Some limitations need to be addressed. First, we used the RCSQ as a measure of sleep quality instead of polysomnography. Although RCSQ is validated for the use with ICU patients, subjective evaluation of sleep quality is subject to different forms of bias, including recollection and response bias, which may specifically be true for ICU patients who are recovering from critical illness. However, the results of the sleep evaluations are in line with previous studies and the repetitive design of up to five measurements helps in reducing the impact of outliers. Moreover, the RCSQ is easily applicable and interpretable and is therefore easier to use in daily practice in contrast to polysomnography. Second, we included a relatively small group of ICU patients who were awake and able to communicate, thus selecting only a subgroup of less severely ill patients, which makes it difficult to generalize the findings of this study to the whole ICU population. Although sleep evaluation in sedated and/or delirious patients remains difficult, interventions aimed at improving sleep quality by addressing noise may also have beneficial effects in this other patient group. Third, we did not take the long-term outcomes of the patients into account. Therefore, negative effects on sleep may not necessarily lead to worse outcomes. However, other studies have clearly demonstrated an association between sleep deprivation and the development of delirium in ICU patients, which has a multitude of negative long-term consequences [ 29]. Moreover, even brief periods of sleep deprivation in the general population can have long-term negative consequences in immune and cognitive function and in hypertension and obesity [ 30].
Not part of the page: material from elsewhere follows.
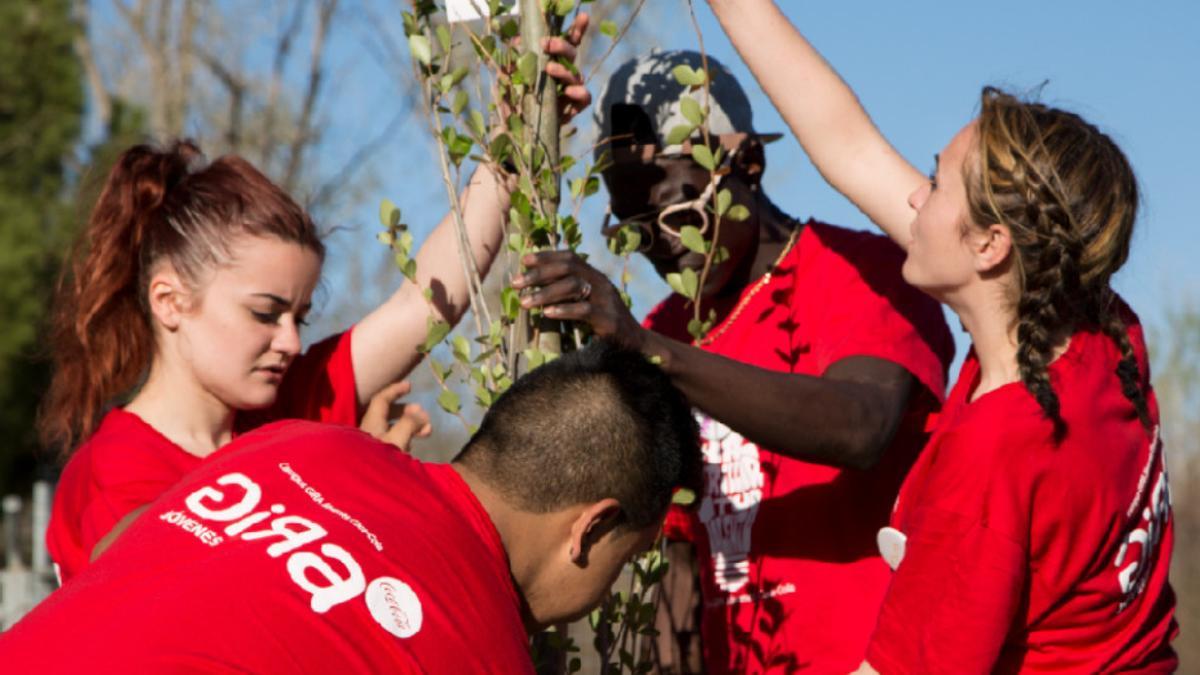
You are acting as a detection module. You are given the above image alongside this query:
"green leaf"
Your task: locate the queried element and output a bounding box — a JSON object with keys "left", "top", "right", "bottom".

Associations between various noise parameters and subjective sleep quality were found in this multicenter study, confirming the negative consequences of noise on the sleep quality in ICU patients and thereby strengthening the usefulness of noise-reducing strategies. Sleep quality in general was poor and did not differ between participating ICUs. Noise levels were high and periods of relative quietness occurred only rarely. Increasing the number of nighttime restorative periods appears to be a reasonable goal for improving patients’ sleep.

Availability of data and materials

The datasets used and analyzed during the current study are available from the corresponding author on reasonable request.

Authors’ information

Munhum Park and Armin G. Kolhrausch were affiliated with Philips Research during the study design and data acquisition.

Ethics approval and consent to participate

The need for formal ethical approval was waived by the regional medical ethics committee (registration number MJ504, Medisch-Ethische Toetsing Onderzoek Patienten en Proefpersonen (METOPP), Tilburg, The Netherlands).

Consent for publication

Not applicable.

Competing interests

The authors declare that they have no competing interests related to this study.